Drivers urged to avoid turtles on road

Drivers avoid a large snapping turtle as it crosses a Northwoods highway

GREEN BAY - Drivers may soon be seeing some slow moving hazards.

More turtles may be making their way across roadways looking for an optimum nesting spot.

Wildlife experts have some friendly advice about how drivers and turtles can share the road.

"The most common ones you're going to see right now, are snapping turtles, and painted turtles," said Mike Reed, Bay Beach Wildlife Sanctuary Director.

Reed says the turtles are searching for nesting grounds.

"They're looking for just the perfect spot to dig a little hole, lay their eggs in it, and bury it up," said Reed.

But often times that perfect spot is across the road.

"I've seen them in the middle of gravel roads, laying their eggs on gravel roads. I just saw one this weekend in Door County. A snapping turtle along the side of the road, on the shoulder, digging a nest and laying eggs. So, they're pretty opportunistic," said Reed.

Shannon Connolly and her daughter snapped a turtle picture while on a walk.

"We saw a really big turtle, and he was very far away from the pond on the opposite side of the trails," said Shannon Connolly, Green Bay.

So biologists are asking people to safely help.

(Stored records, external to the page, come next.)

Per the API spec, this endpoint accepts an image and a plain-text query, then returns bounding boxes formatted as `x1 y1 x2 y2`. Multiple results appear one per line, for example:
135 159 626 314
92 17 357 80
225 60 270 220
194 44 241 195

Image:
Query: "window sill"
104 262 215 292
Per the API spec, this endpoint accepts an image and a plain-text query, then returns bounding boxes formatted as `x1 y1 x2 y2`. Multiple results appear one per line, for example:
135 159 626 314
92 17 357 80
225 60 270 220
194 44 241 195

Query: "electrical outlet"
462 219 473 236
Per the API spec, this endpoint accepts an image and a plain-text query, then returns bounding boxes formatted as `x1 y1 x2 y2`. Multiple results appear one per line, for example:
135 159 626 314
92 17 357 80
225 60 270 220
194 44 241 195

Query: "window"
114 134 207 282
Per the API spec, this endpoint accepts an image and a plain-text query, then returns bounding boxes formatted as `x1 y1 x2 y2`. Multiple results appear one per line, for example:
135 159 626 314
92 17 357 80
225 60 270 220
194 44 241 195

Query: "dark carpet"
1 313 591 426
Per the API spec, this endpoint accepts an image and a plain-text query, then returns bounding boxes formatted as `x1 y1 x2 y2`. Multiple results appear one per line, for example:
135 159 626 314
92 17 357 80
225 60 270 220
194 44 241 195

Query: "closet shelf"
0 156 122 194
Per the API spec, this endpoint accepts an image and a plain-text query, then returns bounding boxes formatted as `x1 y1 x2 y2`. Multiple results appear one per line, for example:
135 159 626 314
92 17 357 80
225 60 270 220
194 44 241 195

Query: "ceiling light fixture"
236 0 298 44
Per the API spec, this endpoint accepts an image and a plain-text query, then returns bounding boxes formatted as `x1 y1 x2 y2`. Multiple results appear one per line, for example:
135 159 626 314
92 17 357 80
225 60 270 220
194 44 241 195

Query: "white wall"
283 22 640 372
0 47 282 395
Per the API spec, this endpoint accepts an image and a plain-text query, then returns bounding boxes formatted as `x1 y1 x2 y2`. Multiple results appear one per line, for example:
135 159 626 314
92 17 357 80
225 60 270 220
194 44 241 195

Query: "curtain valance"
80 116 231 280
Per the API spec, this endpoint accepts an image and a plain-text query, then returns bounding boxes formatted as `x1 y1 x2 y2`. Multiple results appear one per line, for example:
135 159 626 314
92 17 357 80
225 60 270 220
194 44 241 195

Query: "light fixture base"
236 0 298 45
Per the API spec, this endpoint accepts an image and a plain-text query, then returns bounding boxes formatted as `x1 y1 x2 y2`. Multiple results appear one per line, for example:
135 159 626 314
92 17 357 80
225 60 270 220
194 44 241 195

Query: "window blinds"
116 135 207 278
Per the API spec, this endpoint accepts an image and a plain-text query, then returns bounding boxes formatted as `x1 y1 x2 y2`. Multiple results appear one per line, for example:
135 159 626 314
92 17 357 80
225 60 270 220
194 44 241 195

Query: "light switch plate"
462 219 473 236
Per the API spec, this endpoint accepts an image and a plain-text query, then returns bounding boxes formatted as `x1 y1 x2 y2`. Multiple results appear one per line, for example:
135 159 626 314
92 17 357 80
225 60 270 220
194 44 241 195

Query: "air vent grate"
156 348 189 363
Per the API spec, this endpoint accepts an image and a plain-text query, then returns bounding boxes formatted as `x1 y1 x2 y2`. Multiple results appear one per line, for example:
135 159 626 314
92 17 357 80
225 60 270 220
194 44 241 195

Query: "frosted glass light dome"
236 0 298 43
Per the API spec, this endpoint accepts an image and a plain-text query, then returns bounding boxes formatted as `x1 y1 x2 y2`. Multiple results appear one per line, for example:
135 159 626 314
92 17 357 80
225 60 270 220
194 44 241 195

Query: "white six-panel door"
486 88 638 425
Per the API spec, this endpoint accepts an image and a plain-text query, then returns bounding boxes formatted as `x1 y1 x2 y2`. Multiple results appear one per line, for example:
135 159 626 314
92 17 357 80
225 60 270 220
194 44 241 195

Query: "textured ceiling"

"You want to stay away from that mouth. You don't want to get bit. Just sometimes, just a broom and shoo them across the road," said Reed.

"Help them across the road in the direction they're going, because if you move them to the other side of the road, they're just going to turn around and go back where they were going anyway," he said.

Reed says if you do help, wear gloves if possible, and wash your hands.

"Anytime you handle a wild animal, turtles are no exception. They have bacteria, and other things on their shells. Use a hand sanitizer afterwards," said Reed.

Reed says the turtles will be crossing roads all summer.

Shannon Connolly says she will be watching.

"I think people should always be alert to the different obstacles. Share the road," said Connolly.

"We want to make sure they have a healthy population, going forward," said Reed.

Biologists say the turtle eggs will hatch in three or four months.